Programming Assistance
ChatGLM can also assist in programming by helping developers generate code, debug programs, and solve coding problems. Specific applications include:
- Code Generation: Generates code snippets based on descriptions.
- Error Troubleshooting: Analyzes code errors and provides suggestions for fixes.
Open-Source Versions
ChatGLM-6B
- Parameters: 6.2 billion
- Features:
- Bilingual Support: ChatGLM-6B was trained on 1T tokens from Chinese and English corpora at a 1:1 ratio, enabling bilingual capabilities.
- Low Deployment Barriers: ChatGLM-6B can run on just 6GB of GPU memory using INT4 quantization, making it easy for individual users and small businesses to deploy.
- Efficient Fine-Tuning: Provides an efficient parameter fine-tuning method based on P-Tuning v2, allowing developers to customize the model for specific use cases.
- Open Source License: The model weights are fully open for academic research and allow free commercial use, promoting wide technological adoption and development.
ChatGLM2-6B
- Parameters: 6.2 billion
- Features:
- Performance Enhancement: ChatGLM2-6B builds on the first-generation model, using a hybrid objective function from GLM and trained with 1.4T Chinese and English tokens aligned with human preferences. It shows significant performance improvements across multiple datasets.

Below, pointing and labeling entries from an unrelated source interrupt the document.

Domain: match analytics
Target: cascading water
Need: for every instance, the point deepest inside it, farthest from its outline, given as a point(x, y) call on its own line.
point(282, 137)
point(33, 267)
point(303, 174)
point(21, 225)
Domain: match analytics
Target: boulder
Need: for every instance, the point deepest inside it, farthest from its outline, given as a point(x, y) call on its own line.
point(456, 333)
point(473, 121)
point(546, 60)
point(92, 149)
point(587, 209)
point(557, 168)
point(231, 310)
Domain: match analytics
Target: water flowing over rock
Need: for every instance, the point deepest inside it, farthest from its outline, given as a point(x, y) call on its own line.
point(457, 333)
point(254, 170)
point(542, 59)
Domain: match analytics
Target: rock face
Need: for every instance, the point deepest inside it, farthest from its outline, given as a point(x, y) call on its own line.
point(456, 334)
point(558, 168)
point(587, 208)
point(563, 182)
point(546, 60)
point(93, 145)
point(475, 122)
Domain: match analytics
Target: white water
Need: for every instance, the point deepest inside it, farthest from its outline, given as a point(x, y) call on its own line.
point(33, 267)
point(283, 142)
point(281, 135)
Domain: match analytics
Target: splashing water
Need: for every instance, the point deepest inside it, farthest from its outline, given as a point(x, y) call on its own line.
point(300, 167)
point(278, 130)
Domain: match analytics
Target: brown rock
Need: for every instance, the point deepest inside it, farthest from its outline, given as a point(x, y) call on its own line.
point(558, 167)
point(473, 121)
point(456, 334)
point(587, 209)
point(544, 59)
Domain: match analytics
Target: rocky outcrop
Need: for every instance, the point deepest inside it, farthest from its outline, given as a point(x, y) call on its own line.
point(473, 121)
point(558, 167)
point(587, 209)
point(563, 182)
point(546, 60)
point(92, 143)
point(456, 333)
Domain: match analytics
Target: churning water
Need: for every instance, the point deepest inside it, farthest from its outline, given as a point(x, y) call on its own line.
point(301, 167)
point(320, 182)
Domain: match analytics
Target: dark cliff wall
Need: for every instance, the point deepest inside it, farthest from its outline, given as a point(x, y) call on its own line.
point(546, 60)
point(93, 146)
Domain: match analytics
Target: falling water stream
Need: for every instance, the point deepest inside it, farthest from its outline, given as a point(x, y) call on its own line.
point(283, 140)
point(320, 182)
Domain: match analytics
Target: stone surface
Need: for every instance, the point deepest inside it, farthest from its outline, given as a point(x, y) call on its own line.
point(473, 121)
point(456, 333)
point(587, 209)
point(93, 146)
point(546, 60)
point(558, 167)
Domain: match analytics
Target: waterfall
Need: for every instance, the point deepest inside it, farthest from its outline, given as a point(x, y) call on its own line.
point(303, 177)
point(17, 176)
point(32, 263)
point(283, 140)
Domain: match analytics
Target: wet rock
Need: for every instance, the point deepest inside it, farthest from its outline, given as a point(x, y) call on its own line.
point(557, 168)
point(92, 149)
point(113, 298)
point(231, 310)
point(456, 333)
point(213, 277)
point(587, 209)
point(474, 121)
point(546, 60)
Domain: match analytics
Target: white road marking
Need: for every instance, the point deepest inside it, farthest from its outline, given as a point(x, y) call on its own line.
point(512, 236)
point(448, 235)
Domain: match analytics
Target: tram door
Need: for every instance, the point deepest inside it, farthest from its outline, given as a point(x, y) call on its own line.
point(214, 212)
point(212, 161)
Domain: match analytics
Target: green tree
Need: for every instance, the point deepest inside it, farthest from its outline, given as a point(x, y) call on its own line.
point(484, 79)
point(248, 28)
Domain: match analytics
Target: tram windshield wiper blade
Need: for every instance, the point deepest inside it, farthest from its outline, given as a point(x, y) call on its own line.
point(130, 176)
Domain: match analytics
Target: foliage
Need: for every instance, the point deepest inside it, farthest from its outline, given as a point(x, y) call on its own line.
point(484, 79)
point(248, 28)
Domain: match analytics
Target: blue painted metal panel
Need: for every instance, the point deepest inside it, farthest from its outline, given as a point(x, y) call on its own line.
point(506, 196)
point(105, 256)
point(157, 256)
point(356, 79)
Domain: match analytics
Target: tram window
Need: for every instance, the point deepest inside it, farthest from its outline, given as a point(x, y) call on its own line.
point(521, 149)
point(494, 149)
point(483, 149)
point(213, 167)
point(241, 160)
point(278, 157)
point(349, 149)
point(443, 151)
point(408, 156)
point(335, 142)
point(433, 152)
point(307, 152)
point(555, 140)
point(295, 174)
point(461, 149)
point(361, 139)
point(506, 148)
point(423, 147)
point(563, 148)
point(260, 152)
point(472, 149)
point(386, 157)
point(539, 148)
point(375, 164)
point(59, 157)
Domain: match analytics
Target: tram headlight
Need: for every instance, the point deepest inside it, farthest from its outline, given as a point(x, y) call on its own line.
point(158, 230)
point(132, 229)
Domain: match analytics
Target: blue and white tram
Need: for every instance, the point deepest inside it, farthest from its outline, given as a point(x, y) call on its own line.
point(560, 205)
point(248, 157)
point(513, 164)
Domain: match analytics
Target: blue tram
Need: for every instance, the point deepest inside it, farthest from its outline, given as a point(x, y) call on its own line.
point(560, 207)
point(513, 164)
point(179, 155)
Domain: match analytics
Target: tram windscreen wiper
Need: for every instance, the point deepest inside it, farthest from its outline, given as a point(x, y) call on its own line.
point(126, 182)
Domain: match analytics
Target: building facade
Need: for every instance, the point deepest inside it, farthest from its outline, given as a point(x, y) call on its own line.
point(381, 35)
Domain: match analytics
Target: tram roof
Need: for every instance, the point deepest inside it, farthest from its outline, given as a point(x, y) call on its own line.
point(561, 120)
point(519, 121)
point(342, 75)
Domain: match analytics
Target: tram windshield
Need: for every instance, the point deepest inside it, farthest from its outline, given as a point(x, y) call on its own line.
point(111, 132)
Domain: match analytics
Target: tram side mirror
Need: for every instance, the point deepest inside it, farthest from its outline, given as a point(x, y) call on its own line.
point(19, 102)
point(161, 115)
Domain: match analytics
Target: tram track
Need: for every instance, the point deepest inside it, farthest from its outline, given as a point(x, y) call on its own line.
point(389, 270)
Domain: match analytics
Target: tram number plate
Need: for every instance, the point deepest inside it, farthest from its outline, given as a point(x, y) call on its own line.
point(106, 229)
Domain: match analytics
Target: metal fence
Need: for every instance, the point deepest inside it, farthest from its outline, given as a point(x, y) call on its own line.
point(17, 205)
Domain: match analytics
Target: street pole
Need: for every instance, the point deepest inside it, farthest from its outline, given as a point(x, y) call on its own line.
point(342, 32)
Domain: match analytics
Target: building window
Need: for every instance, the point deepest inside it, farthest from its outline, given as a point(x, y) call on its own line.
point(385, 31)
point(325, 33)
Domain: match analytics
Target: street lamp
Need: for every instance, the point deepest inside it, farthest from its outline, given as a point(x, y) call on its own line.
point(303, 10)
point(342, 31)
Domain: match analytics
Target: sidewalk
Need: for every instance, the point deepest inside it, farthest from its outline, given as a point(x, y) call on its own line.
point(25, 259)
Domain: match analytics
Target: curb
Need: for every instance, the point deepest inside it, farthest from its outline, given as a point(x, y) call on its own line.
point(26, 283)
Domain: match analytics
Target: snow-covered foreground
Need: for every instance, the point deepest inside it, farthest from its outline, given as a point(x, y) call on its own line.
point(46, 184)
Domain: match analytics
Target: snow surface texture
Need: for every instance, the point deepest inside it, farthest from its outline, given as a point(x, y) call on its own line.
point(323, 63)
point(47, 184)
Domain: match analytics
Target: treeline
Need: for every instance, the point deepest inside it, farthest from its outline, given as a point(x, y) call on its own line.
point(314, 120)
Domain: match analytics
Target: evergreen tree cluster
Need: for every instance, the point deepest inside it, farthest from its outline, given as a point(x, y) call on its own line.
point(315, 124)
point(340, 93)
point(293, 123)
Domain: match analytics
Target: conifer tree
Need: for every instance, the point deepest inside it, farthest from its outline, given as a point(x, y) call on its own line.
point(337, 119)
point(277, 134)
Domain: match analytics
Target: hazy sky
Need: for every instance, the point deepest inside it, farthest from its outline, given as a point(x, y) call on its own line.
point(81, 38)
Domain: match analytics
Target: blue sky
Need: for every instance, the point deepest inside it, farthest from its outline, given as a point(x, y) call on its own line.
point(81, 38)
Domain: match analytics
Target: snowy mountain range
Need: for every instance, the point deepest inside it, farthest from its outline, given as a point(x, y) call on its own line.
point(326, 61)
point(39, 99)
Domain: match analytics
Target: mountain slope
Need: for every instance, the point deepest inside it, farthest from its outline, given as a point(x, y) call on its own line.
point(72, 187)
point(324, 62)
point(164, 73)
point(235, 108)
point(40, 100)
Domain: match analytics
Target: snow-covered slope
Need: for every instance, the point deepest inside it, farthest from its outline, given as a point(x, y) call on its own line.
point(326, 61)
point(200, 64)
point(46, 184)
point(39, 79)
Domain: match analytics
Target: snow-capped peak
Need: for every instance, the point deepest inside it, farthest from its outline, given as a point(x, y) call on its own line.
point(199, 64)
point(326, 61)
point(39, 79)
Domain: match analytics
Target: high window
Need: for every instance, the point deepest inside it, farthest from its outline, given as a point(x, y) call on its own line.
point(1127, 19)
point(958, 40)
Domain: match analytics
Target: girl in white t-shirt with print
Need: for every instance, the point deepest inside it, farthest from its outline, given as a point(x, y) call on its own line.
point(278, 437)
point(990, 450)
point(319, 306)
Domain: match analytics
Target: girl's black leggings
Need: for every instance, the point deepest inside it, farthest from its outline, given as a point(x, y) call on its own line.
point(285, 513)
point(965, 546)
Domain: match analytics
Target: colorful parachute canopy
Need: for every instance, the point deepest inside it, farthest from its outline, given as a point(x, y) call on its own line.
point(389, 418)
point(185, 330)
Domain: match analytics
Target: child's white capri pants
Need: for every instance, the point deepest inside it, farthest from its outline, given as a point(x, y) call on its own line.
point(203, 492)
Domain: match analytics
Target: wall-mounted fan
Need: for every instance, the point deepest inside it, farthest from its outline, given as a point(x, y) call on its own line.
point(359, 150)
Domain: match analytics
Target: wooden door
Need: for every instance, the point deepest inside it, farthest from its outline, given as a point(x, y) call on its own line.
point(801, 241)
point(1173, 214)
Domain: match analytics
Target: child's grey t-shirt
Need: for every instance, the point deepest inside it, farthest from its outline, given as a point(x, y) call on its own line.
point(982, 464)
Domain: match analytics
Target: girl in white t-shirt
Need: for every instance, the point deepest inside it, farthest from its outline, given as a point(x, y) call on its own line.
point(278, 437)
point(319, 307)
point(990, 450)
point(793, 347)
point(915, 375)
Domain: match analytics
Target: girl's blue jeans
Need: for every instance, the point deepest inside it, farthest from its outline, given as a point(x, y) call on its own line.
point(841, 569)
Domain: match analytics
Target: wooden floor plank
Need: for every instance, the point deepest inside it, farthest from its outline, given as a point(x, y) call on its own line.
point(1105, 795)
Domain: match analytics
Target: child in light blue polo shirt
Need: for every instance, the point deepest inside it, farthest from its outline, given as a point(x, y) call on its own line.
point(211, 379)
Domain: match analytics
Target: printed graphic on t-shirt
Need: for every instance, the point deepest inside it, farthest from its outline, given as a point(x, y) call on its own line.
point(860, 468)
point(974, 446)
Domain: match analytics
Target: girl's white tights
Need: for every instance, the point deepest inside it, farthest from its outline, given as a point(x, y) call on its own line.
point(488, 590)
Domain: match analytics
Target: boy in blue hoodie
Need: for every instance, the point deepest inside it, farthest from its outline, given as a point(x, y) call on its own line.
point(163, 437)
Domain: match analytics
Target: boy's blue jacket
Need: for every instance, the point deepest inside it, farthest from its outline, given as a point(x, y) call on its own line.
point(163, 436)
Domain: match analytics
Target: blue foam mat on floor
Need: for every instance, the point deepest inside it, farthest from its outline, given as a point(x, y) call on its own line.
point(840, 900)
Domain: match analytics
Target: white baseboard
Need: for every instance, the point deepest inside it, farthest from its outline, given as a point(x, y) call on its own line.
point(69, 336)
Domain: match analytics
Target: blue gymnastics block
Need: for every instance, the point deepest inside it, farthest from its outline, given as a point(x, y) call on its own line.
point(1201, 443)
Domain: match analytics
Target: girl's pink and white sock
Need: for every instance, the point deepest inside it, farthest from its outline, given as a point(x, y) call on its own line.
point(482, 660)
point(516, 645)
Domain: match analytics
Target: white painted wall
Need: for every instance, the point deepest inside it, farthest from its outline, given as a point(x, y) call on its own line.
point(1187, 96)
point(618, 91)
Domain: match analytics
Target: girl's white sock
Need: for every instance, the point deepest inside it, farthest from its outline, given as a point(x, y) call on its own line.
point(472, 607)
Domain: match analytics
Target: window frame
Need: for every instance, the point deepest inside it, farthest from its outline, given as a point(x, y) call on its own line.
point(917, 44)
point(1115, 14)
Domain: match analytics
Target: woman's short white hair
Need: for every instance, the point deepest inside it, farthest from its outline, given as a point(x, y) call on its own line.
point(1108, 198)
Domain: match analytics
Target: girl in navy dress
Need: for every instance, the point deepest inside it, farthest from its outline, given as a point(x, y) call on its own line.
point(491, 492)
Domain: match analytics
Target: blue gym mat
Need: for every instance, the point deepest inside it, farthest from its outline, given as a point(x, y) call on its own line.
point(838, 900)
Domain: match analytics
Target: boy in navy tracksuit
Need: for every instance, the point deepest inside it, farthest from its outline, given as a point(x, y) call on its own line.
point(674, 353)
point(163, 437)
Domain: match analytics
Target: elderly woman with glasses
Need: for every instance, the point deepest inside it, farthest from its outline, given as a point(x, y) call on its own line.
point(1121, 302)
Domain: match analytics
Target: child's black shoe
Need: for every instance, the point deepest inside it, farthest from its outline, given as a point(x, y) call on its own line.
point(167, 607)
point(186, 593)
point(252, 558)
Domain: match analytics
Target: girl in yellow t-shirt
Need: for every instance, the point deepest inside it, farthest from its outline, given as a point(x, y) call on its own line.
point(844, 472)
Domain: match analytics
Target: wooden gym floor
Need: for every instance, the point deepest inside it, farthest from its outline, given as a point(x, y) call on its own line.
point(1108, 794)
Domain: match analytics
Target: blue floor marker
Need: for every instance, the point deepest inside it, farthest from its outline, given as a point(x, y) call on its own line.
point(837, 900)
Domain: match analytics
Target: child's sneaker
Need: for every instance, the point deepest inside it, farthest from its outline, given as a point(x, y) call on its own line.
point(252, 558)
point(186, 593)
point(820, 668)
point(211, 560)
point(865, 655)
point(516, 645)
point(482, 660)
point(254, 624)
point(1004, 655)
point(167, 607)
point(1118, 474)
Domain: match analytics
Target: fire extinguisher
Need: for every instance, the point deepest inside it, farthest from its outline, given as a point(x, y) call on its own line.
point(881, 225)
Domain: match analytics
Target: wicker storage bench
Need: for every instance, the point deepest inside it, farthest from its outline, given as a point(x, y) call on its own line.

- Extended Context Length: With FlashAttention technology, the context length is extended from 2K to 32K, and trained with 8K context length during dialogue, allowing for more extended conversations.
- More Efficient Inference: With Multi-Query Attention, inference speed is increased by 42%, and INT4 quantization allows for a conversation length increase from 1K to 8K tokens on 6GB of GPU memory.
- Open License: ChatGLM2-6B’s weights are fully open for academic research and allow free commercial use.
ChatGLM3-6B
- Parameters: 6.2 billion
- Features:
- Base Model Upgrades: ChatGLM3-6B uses more diverse training data, more training steps, and optimized training strategies, excelling across datasets on semantics, math, reasoning, code, and knowledge.
- Functionality Support: ChatGLM3-6B introduces a newly designed prompt format, natively supporting tool invocation (Function Call), code execution (Code Interpreter), and agent tasks for complex scenarios.
- Open-Source Sequence: In addition to the dialogue model ChatGLM3-6B, the base model ChatGLM-6B-Base and long-text dialogue model ChatGLM3-6B-32K are also open-sourced.